Risikoklausel

Zu der Frage, unter welchen Voraussetzungen die Vertragspflichten aus einem gegenseitigen Vertrag unter dem Gesichtspunkt des teilweisen Wegfalls der Geschäftsgrundlage an eine bei Vertragsabschluss nicht vorausgesehene und nicht voraussehbare Entwicklung angepasst werden können.

Aus den Gründen: Das Berufsgericht ist jedoch der Ansicht, dass die zu Lasten des Beklagte rechtswirksam vereinbarte Risikoklausel unter dem Gesichtspunkt eines teilweisen Wegfalls der Geschäftsgrundlage einer Anpassung bedürfe, weil die -Parteien bei Abschluss der Vereinbarung vom 26. 5. 1959 von einem Ausfallrisiko von 20% ausgegangen seien und es angesichts des unvorhersehbaren, nicht vom Beklagte verschuldeten Ausfalls von nahezu 50% unbillig erscheine, diesen in vollem Umfang an der Risikoübernahme festzuhalten. Auch diese Ausführungen halten - jedenfalls im Ergebnis - einer rechtlichen Nachprüfung stand.
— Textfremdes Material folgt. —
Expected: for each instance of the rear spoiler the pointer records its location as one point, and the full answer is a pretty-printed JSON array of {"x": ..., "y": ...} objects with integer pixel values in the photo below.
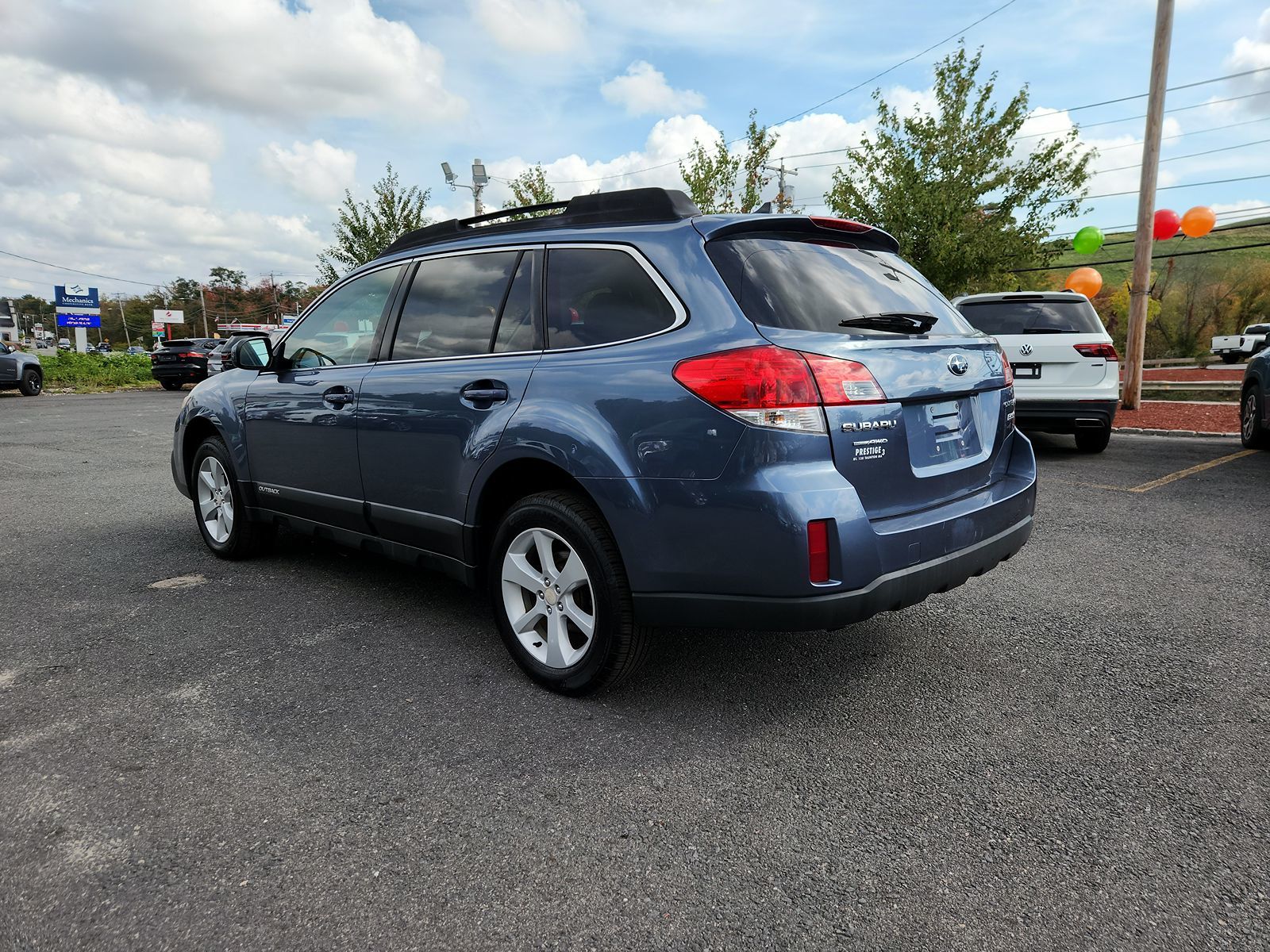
[{"x": 803, "y": 225}]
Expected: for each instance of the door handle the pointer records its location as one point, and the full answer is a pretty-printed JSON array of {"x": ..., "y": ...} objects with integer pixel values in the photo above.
[
  {"x": 484, "y": 393},
  {"x": 338, "y": 397}
]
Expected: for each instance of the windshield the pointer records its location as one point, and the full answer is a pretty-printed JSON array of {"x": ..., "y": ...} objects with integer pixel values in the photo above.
[
  {"x": 816, "y": 285},
  {"x": 1019, "y": 317}
]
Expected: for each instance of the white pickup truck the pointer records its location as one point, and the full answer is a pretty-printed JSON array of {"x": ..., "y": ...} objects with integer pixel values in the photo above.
[{"x": 1241, "y": 347}]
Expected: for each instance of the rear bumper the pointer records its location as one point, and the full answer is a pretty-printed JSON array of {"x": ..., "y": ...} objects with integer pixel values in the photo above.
[
  {"x": 1064, "y": 416},
  {"x": 887, "y": 593}
]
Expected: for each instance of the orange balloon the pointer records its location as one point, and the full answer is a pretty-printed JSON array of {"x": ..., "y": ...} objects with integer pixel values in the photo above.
[
  {"x": 1198, "y": 221},
  {"x": 1083, "y": 281}
]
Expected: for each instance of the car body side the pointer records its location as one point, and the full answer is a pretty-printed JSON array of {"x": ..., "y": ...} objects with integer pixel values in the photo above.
[{"x": 696, "y": 493}]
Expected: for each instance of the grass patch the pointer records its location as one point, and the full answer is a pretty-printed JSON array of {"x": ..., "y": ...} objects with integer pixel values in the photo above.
[{"x": 89, "y": 372}]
Das Berufsgericht sieht in dem Umstand, dass unstreitig beide Parteien bei Vertragsabschluss von einem 20%igen Ausfall bei der Rückverschuldung ausgegangen seien, eine Geschäftsgrundlage dieses Vertrages. Das ist aus Rechtsgründen nicht zu beanstanden. Nach gefestigter Rechtsprechung gelten als Geschäftsgrundlage - soweit hier von Interesse - die bei Vertragsabschluss bestehenden gemeinsamen Vorstellungen beider Parteien vom Vorhandensein und dem künftigen Eintritt gewisser Umstände, sofern der Geschäftswille der Parteien auf dieser Vorstellung aufbaut.
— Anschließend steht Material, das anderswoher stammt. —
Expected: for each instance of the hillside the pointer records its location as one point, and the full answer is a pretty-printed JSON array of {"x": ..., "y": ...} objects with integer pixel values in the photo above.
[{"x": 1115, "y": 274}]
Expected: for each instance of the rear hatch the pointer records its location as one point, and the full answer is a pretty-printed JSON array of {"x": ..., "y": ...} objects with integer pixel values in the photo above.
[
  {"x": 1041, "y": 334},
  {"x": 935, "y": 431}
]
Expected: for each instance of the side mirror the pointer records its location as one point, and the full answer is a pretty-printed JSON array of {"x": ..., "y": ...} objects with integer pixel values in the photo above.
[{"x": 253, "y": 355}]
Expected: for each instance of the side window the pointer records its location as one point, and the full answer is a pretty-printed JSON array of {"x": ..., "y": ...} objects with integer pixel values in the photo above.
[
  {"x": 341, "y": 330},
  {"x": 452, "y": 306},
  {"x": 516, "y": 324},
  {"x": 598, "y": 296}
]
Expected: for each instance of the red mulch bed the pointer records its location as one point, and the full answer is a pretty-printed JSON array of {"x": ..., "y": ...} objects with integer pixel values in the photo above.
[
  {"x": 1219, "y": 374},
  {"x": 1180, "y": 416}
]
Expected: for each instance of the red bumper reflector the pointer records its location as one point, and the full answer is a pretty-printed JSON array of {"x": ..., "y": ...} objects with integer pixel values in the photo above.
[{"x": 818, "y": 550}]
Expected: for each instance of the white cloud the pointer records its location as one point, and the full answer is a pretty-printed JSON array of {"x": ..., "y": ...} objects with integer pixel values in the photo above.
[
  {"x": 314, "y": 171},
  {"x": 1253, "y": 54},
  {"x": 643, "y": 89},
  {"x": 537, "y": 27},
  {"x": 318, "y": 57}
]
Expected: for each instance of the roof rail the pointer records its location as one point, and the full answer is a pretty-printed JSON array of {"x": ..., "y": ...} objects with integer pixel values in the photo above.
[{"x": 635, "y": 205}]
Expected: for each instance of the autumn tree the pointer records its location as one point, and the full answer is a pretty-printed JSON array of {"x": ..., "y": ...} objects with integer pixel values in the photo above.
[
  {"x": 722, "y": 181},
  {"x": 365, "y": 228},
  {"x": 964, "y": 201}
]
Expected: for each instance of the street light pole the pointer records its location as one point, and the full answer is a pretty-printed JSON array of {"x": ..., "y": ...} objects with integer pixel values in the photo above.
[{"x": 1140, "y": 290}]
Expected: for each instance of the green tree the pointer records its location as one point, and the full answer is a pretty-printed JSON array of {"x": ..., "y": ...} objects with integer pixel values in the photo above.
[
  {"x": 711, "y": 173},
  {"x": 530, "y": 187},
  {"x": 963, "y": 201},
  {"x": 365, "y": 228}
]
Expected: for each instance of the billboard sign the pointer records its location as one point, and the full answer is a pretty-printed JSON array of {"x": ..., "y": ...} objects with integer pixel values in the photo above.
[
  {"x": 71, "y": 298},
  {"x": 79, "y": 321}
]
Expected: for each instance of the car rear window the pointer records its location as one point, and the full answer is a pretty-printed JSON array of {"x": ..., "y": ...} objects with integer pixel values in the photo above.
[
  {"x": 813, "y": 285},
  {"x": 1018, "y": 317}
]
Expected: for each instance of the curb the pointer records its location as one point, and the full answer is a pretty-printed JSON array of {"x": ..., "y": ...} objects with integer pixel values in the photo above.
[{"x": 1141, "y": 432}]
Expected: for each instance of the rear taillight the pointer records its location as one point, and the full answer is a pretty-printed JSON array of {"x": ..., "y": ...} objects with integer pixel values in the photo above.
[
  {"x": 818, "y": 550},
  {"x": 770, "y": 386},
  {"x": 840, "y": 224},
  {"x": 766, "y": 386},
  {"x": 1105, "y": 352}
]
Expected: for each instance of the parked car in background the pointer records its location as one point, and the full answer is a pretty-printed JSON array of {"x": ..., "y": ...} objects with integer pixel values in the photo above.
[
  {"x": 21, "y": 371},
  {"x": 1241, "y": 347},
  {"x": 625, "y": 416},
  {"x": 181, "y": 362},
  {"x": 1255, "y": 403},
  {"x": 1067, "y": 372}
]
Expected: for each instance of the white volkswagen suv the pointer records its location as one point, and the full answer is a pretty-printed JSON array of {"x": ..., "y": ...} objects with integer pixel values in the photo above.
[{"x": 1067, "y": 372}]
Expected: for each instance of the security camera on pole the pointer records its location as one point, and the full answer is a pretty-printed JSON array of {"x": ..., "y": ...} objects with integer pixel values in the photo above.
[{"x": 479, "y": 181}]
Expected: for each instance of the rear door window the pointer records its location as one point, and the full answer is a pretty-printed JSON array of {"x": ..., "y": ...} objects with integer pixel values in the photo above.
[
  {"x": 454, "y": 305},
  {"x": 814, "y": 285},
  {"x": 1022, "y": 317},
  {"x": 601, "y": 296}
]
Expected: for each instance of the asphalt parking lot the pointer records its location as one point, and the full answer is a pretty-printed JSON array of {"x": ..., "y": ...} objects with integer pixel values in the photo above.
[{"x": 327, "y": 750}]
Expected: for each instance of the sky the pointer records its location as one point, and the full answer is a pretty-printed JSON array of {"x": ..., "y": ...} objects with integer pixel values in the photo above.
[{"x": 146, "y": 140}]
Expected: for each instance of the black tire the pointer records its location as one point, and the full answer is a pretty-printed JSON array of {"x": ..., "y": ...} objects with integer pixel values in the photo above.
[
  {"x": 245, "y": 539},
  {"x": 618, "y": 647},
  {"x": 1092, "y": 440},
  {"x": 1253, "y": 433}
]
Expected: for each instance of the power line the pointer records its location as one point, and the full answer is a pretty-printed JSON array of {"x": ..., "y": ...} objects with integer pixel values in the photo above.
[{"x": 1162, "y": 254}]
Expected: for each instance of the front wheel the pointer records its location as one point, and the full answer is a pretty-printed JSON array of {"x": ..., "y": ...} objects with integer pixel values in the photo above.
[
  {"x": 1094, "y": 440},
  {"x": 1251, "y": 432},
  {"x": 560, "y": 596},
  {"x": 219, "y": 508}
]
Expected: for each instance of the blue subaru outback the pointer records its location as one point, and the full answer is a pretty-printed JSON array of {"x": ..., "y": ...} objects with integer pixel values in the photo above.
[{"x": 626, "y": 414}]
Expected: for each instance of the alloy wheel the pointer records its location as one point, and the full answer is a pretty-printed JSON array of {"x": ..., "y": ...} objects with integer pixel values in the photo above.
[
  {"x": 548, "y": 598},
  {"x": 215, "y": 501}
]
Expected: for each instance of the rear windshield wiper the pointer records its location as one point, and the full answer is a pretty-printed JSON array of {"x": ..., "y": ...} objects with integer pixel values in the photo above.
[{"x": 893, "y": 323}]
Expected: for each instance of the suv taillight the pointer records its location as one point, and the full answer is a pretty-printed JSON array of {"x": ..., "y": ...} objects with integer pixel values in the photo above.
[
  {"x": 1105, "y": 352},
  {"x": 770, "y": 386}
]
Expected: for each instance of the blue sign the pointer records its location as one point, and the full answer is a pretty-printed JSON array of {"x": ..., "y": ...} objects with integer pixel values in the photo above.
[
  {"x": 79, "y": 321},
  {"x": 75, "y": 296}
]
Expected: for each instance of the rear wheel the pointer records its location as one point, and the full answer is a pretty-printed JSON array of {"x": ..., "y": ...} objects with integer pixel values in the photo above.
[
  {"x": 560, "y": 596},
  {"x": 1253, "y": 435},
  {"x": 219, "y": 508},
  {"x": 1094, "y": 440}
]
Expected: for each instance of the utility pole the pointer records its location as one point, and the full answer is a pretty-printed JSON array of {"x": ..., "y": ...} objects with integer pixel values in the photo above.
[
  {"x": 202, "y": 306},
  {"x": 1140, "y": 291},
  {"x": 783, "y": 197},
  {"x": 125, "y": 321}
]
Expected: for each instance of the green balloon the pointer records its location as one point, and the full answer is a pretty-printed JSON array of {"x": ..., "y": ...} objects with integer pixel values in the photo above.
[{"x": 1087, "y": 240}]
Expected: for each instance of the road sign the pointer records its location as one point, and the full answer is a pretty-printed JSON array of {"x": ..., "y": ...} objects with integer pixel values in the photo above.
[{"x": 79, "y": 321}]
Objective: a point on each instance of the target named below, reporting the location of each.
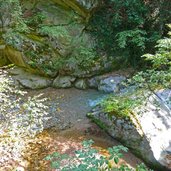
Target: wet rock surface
(67, 127)
(146, 132)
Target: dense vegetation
(124, 30)
(129, 28)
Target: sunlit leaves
(89, 159)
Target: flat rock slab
(28, 80)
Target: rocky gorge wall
(146, 131)
(58, 43)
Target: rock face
(107, 84)
(147, 132)
(61, 45)
(3, 58)
(29, 80)
(63, 82)
(81, 84)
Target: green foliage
(159, 75)
(129, 28)
(122, 105)
(89, 159)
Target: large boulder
(61, 45)
(3, 58)
(146, 131)
(81, 84)
(63, 81)
(106, 83)
(28, 80)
Diese Voraussetzungen lagen nach den insoweit bindenden tatrichterlichen Feststellungen hinsichtlich der Höhe der zu erwartenden Ausfallquote vor. Die Rüge der Rev., das Berufsgericht habe diesen gemeinsamen Ausgangspunkt beider Parteien bei Vertragsabschluss schon deswegen nicht als unstreitig ansehen dürfen, weil die Kläger unter Beweisantritt vorgetragen habe, dass das Ausfallrisiko ausweislich der einzelnen Abkommen mit 30 bis 40% angesetzt und im Rebenpreis einkalkuliert worden sei, geht fehl. Zwar sollte nach dem Rebenveredlungsabkommen vom 28.2. 1956 der Rebenpreis unter Zugrundelegung eines durchschnittlichen Anwuchsergebnisses - nicht Ausfalls, wie die Kläger anzunehmen scheint - von 35% festgesetzt werden. Hier geht es jedoch nicht um die Festsetzung einer angemessenen Vergütung für die Veredlung, sondern die ganz anders gelagerte Frage, welcher Ausfall bei den Wiedereinschulen bereits veredelter und der Kläger vergeblich angebotener einjähriger Pfropfreben zu erwarten war. Insoweit ergibt sich aber gerade aus der Niederschrift über die Besprechung vom 15. 5. 1959, bei der Vertreter der privaten Rebveredler und der Kläger den der Vereinbarung vom 26. 5. 1959 zugrunde liegenden Musterentwurf ausgearbeitet haben, ganz eindeutig, dass die Beteiligten die beiderseits zu erbringenden Leistungen auf der Grundlage eines 20%igen Ausfalls errechnet und ausgehandelt haben, und dass ein Ausfall von fast 50% völlig außerhalb der von beiden Teilen erwarteten Entwicklung lag.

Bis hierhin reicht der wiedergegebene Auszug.